Il test del DNA fetale (NIPT: Non Invasive Prenatal Test) è un esame prenatale non invasivo che studia il DNA fetale libero circolante isolato da un campione di sangue materno. Rileva le aneuploidie fetali più comuni (trisomia dei cromosomi 21, 13, 18) in gravidanza ma oggi grazie alla ricerca ed all’innovazione tecnologica è possibile indagare su patologie cromosomiche e geniche più rare.
Qual è la differenza con gli altri test di screening neonatale?
I test di screening neonatali alternativi allo studio del DNA fetale prendono in considerazione la valutazione dell’ecografia della nuca fetale, la NT (Nucal Translucency) e il dosaggio della Papp-A e Beta HCG; il cosiddetto Bitest. Tale esame, mediamente, ha una sensibilità del 92%. Il Test del DNA Fetale è un test più accurato. Anche se i risultati non hanno valore diagnostico assoluto e devono essere valutati nel contesto dei quadri clinici e della anamnesi familiare, la sensibilità e l’accuratezza sfiorano il 99,9%.

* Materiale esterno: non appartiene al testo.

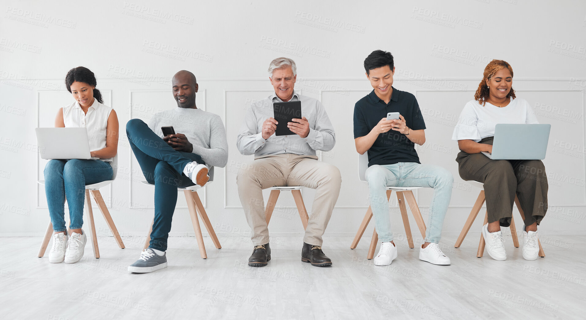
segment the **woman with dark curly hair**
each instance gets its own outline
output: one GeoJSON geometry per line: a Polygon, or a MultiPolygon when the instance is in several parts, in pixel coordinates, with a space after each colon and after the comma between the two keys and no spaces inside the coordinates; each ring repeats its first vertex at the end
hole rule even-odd
{"type": "Polygon", "coordinates": [[[460,177],[484,184],[488,223],[482,226],[486,249],[493,259],[505,260],[501,226],[509,226],[515,195],[525,214],[523,257],[535,260],[539,247],[537,225],[547,211],[547,177],[541,160],[492,160],[481,153],[492,152],[497,123],[537,123],[526,100],[517,98],[513,90],[513,68],[503,60],[493,60],[484,75],[474,99],[464,106],[452,140],[458,140],[460,177]]]}
{"type": "Polygon", "coordinates": [[[86,185],[112,178],[111,163],[118,149],[118,117],[104,105],[100,90],[96,88],[94,73],[84,67],[69,70],[65,86],[75,102],[59,109],[56,128],[85,128],[90,153],[98,160],[57,160],[45,167],[45,190],[49,214],[53,223],[53,246],[49,254],[51,263],[77,262],[83,256],[86,233],[83,206],[86,185]],[[69,228],[65,226],[65,199],[69,207],[69,228]]]}

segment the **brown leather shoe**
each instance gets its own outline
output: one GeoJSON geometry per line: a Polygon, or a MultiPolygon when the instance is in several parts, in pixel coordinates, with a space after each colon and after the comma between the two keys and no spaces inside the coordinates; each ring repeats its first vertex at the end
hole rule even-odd
{"type": "Polygon", "coordinates": [[[312,266],[316,267],[332,265],[332,259],[323,254],[322,247],[308,245],[305,242],[303,243],[303,249],[301,249],[301,261],[311,262],[312,266]]]}
{"type": "Polygon", "coordinates": [[[248,258],[248,266],[264,267],[271,260],[271,247],[268,243],[255,246],[252,255],[248,258]]]}

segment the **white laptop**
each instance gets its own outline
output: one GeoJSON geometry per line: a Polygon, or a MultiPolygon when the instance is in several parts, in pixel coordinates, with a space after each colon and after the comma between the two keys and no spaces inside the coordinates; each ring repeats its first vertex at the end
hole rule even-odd
{"type": "Polygon", "coordinates": [[[35,129],[43,159],[99,159],[90,154],[84,128],[38,128],[35,129]]]}
{"type": "Polygon", "coordinates": [[[551,129],[547,124],[498,123],[492,153],[482,153],[495,160],[543,160],[551,129]]]}

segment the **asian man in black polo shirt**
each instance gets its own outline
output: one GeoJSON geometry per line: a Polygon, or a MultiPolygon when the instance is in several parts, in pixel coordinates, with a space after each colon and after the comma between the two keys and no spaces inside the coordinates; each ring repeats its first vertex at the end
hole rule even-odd
{"type": "Polygon", "coordinates": [[[373,51],[364,64],[374,90],[354,106],[354,140],[359,153],[368,152],[366,177],[376,232],[382,242],[374,264],[387,266],[397,257],[387,202],[387,185],[434,188],[419,259],[434,264],[449,264],[449,258],[438,243],[452,196],[454,177],[441,167],[419,161],[415,143],[425,143],[425,123],[415,96],[392,87],[395,71],[393,55],[373,51]],[[400,119],[387,120],[388,112],[399,112],[400,119]]]}

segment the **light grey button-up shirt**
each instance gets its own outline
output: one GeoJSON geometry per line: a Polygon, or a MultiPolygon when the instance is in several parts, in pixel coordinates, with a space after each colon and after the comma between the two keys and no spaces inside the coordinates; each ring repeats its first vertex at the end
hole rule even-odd
{"type": "Polygon", "coordinates": [[[263,123],[274,117],[273,102],[282,102],[275,93],[253,102],[244,116],[244,123],[236,139],[240,153],[254,154],[257,158],[271,154],[293,153],[315,156],[315,150],[329,151],[336,144],[336,134],[323,105],[317,99],[293,91],[291,101],[301,101],[301,116],[309,123],[309,133],[305,138],[298,135],[275,136],[263,139],[263,123]]]}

Si ritiene invece utile l’ecografia del I trimestre con valutazione della NT, dal momento che tale valore possa ricondurre alla presenza di malattie genetiche rare. Le Linee Guida scientifiche internazionali, infatti, ritengono che abbinato allo studio ecografico della translucenza nucale, il test del DNA fetale rappresenta un superamento dei tradizionali test combinati compresi negli screening del primo trimestre (esempio Bi-test, Tri-test, ecc.).
Quando è utile farlo? E da quale momento della gravidanza si può eseguire?
Il test del DNA fetale è possibile eseguirlo dopo la decima settimana di gravidanza e può essere offerto nei seguenti casi: donne in gravidanza a qualsiasi epoca gestazionale, quando è controindicata la Diagnosi Prenatale Invasiva e nei casi in cui vi è necessità di valutare il rischio di malattie genetiche dovute a singoli geni. Inoltre può essere eseguito in caso di gravidanze gemellari, fecondazione autologa o eterologa, quando vi è il rischio di patologia cromosomica fetale e, ancora, in presenza di traslocazione bilanciata in uno dei coniugi. Altre motivazioni possono essere rilevate in sede di consulenza genetica.
Come vanno interpretati i risultati ottenuti dal test?
Il risultato indicherà il sospetto aumentato di una delle malattie indagate. In tal caso si ricorre all’esame prenatale invasivo (villocentesi o amniocentesi). Oppure la presenza di un basso rischio riguardo le patologie indagate. Il risultato del sesso fetale sarà chiaramente descritto nel genere di sesso maschile o femminile. Il risultato conterrà anche la percentuale relativa alla Frazione fetale, che dovrà essere superiore al 4% altrimenti l’esito non sarebbe certo.
Dottor Mesoraca, mediamente quali sono i costi per lo svolgimento di questo test?
La tecnologia impiegata per lo studio del DNA fetale ha costi ancora alti. Un test di base che studia i cromosomi 21, 13, 18, X, Y ha prezzi medi al pubblico di circa 450 euro. Livelli più approfonditi che indagano tutta la mappa cromosomica fetale e le sindromi da microdelezione possono costare circa 900 – 1000 euro.